Epistemic status: I think the main point of this post is probably (~80%) false, and there are probably more counterpoints I haven't thought of. I wrote the rest of the post as if my claims are true for ease of reading. I would appreciate it if you told me where my arguments are wrong!
Latent reasoning models (LRMs, popularized by Meta's Coconut paper, which was improved on a lot by CODI) do CoT thinking in the model's latent space by skipping the LM head that maps from d_model-vectors to a distribution over tokens, and instead just feeding the activations right before that back into the model as the input embedding at the next token position. There aren't any large-scale LRMs currently; the best public LRMs are GPT-2 scale and specialized for narrow tasks. LRMs might be better for interpretability and safety than models that reason in text CoTs, at least for extremely large transformative AI systems.
Why they might be good for safety
tl;dr: direct CoT interp will eventually fail anyways; LRM activations are easier to interpret because they compress whole thoughts into single tokens.
Latent reasoning models will be better for safety as we scale up to larger models. They might also be more capable (and hence more unsafe just because it's more intelligent), but here I'm only claiming that a LRM that's equally capable as a normal model is safer.
CoT faithfulness and monitorability is a fragile property of current models that probably won't last as we scale up to the transformative AI that actually matters.
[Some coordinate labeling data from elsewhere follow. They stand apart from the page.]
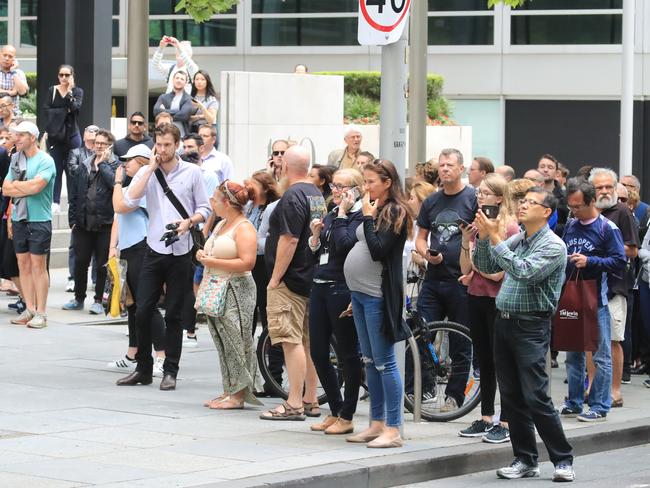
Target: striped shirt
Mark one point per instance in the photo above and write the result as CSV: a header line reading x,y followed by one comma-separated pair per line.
x,y
534,270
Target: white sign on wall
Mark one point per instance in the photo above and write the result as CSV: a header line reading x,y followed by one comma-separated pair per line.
x,y
382,22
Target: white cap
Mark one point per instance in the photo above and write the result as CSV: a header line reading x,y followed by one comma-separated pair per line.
x,y
135,151
26,126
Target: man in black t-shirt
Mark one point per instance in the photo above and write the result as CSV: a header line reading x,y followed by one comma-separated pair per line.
x,y
291,266
605,181
439,242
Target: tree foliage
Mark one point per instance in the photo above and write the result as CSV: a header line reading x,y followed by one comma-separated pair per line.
x,y
202,10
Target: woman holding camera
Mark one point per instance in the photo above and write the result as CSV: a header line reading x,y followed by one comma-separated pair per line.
x,y
373,272
482,290
332,239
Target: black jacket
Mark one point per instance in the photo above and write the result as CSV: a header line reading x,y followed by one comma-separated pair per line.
x,y
105,184
387,247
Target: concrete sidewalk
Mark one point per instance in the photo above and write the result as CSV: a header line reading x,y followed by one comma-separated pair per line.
x,y
64,423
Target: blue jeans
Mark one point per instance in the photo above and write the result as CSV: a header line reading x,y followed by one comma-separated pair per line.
x,y
600,395
384,381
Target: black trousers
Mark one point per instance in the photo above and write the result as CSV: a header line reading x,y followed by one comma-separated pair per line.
x,y
87,243
520,348
175,273
134,257
326,302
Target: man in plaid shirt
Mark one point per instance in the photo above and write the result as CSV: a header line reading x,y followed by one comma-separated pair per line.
x,y
534,262
12,80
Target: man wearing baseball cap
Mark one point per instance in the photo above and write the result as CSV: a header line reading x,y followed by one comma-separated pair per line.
x,y
30,183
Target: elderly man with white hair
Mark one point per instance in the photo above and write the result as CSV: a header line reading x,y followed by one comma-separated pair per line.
x,y
347,157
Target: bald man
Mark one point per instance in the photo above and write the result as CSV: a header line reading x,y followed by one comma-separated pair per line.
x,y
291,265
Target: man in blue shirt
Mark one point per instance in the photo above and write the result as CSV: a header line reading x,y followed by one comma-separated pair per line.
x,y
595,248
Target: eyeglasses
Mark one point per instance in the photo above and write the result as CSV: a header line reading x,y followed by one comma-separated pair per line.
x,y
531,202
I don't think we'll see a lot of (intentional) training on CoTs, but optimizing the output can indirectly change how the model generates CoTs (because the same weights are used for thinking and output), so optimizing the model to talk in a certain way indirectly affects thinking too. Relying on being able to read CoTs for scheming is already not very effective, and transformative AI models will probably think in uninterpretable neuralese anyways as they get heavily optimized.
Latent reasoning models are probably less affected by optimizations on output text spilling over to affecting reasoning (because the reasoning tokens don't look like output tokens since they have to encode complex ideas in one token), because the thinking tokens are already very different from output. LRM thinking is also designed to be compressed: it tries to replace whole sentences in text-CoTs with single latent thought tokens that capture the entire thought. This means we're trading off several-token sentences of neuralese for a single-token embedding that encompasses one direct thought.
I think if we get good at interpretability, extracting what the model is thinking about from a token that compresses a thought into one token will be easier than trying to understand several tokens of neuralese that all attend to each other. AOs for scaled LRMs (which might be able to be trained based on how the LRM is trained, or maybe Anthropic's secret unpublished technique) might be pretty effective at textualizing latent thoughts, and giving more information about them than a plain-text CoT would.
Aren't polysemantic thoughts bad?
A big assumption I make here is that it's better to compress thoughts into less tokens. This probably will result in polysemantic thinking tokens, which encode many ideas in one embedding. This might be a good thing! I think it might be better to compress thoughts into one token that can be interpreted in isolation, instead of having to interpret a thought that's spread out over several text tokens that all influence and attend to each other. I think this is the weakest point of my argument though; I'm pretty uncertain if polysemantic thinking tokens are good or not. It would definitely be important to build tools to interpret complex polysemantic activations of LRMs in the world where LRMs are scaled (we have SAEs, but there are problems with those), although I think this is probably important either way?
Latent reasoning is kinda weird
So latent reasoning models are actually pretty weird? LRMs have the same model architecture as non-LRM, so they have to use the same weights for both generating output and storing their interim thoughts, which seem like pretty different tasks to me. Non-LRM CoT-trained models also have this problem to a lesser extent: they have to use the same weights for both writing CoT tokens and output tokens despite those two things having pretty different distributions.
Architecture-level thinking separation might be good
One way to prevent optimizing on the output from affecting the thinking is to use different weights for the thinking and the output, which is kinda vaugely what Shoggoth+Face+Paraphraser proposes (without the paraphraser). The thinking tokens of LRMs are in a different part of the latent space than output tokens; this is good for separating thinking/output. But we might be able to do even better by having different weights (not necessarily entirely separate models, it might be enough to only have different weights for the last n layers) in the model for thinking and output, especially for LRMs where the embeddings are already not expected to be in the same distribution as output.
Other thoughts
LoopLMs are conceptually similar to latent reasoning models, but instead they repeat the reasoning layers multiple times. I'm not familiar enough with them to know if this is good.
Current models already do a lot of latent thinking and aren't really forced to make the CoT look anything like their "real" thoughts. I'm not sure what to think of this.
I have a bit of an intuition that LRMs are less likely to emergent misalignment problems; I haven't thought this through much though.
Epistemic status: I think the main point of this post is probably (~80%) false, and there are probably more counterpoints I haven't thought of. I wrote the rest of the post as if my claims are true for ease of reading. I would appreciate it if you told me where my arguments are wrong!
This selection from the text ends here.